The rule is in Labor Code §§ 201–203. Most disputes turn on what counts as "termination," what counts as a "voluntary quit," and what items must be included in the final check.

The rule, in plain terms

  • Involuntary termination (fired, laid off, position eliminated): Final wages are due on the last day of employment, at the place of termination. No exceptions for payroll cycles.
  • Voluntary quit with 72+ hours of notice: Final wages due on the last day worked.
  • Voluntary quit without notice: Final wages due within 72 hours.
  • Final wages must include: all earned wages through the last day, accrued unused vacation/PTO at the final rate of pay, earned commissions and bonuses to the extent they are calculable, and reimbursable business expenses.
  • Method: check, direct deposit (if previously authorized and you have access), or by mail at your request. Holding the check until you "return company property" is not lawful.

If your employer misses the deadline, Labor Code § 203 imposes a "waiting-time penalty" equal to your average daily wage for every day you are not paid, capped at 30 days. That cap is a calendar-day cap (including weekends and holidays), not a workday cap.

Scripts to use

To request prompt final wages on your last day:

"Per California Labor Code § 201, my final wages are due today. That should include hours worked through today, accrued unused vacation, and any unreimbursed expenses I have submitted. Can you confirm I will be paid before I leave the building?"

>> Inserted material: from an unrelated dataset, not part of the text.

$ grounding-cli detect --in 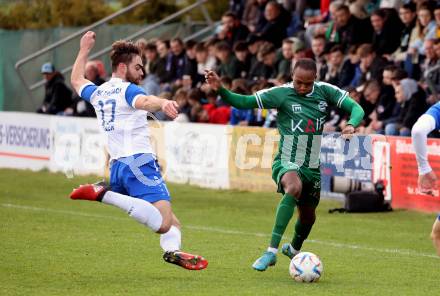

To request final wages within 72 hours after a voluntary quit:

"I gave notice on [date] and my last day was [date]. Under Labor Code § 202, my final wages — including accrued vacation — are due within 72 hours. Please confirm when and how I will receive payment."

When the employer is late:

"It has been [N] days since my last day of employment. California Labor Code § 203 imposes a waiting-time penalty of one day of wages for each calendar day my final paycheck is late, up to 30 days. Please issue full payment by [date] to avoid additional liability."

What to document

  • Your last day worked, with corroborating evidence (calendar, email, badge-out logs)
  • The amount and timing of any partial payment received
  • Date you gave notice (for voluntary quits) and date the employer announced termination (for involuntary)
  • All accrued but unused PTO/vacation as of the last day, with your most recent rate of pay
  • Outstanding commissions, bonuses, and reimbursable expenses with documentation
  • Every written communication with HR or payroll about the missing wages

When to escalate

If the employer does not pay within the statutory deadline, you can:

  1. File a wage claim with the California Labor Commissioner (DLSE) — no attorney required, online filing, no filing fee.
  2. File in small claims court for amounts under $12,500.
  3. Consult an employment attorney for larger claims or systemic issues (a company misclassifying multiple employees, withholding commissions company-wide). California has a four-year statute of limitations for most wage claims, and prevailing employees can recover attorney's fees.

Common employer defenses that usually fail: "We needed to process it through payroll." "We were waiting for you to return the laptop." "Vacation is forfeited on resignation." None of these are valid under California law for involuntary terminations or for accrued vacation.


Educational content only — not legal advice. Employment law varies by jurisdiction and situation. Consult a qualified employment attorney for advice specific to your circumstances.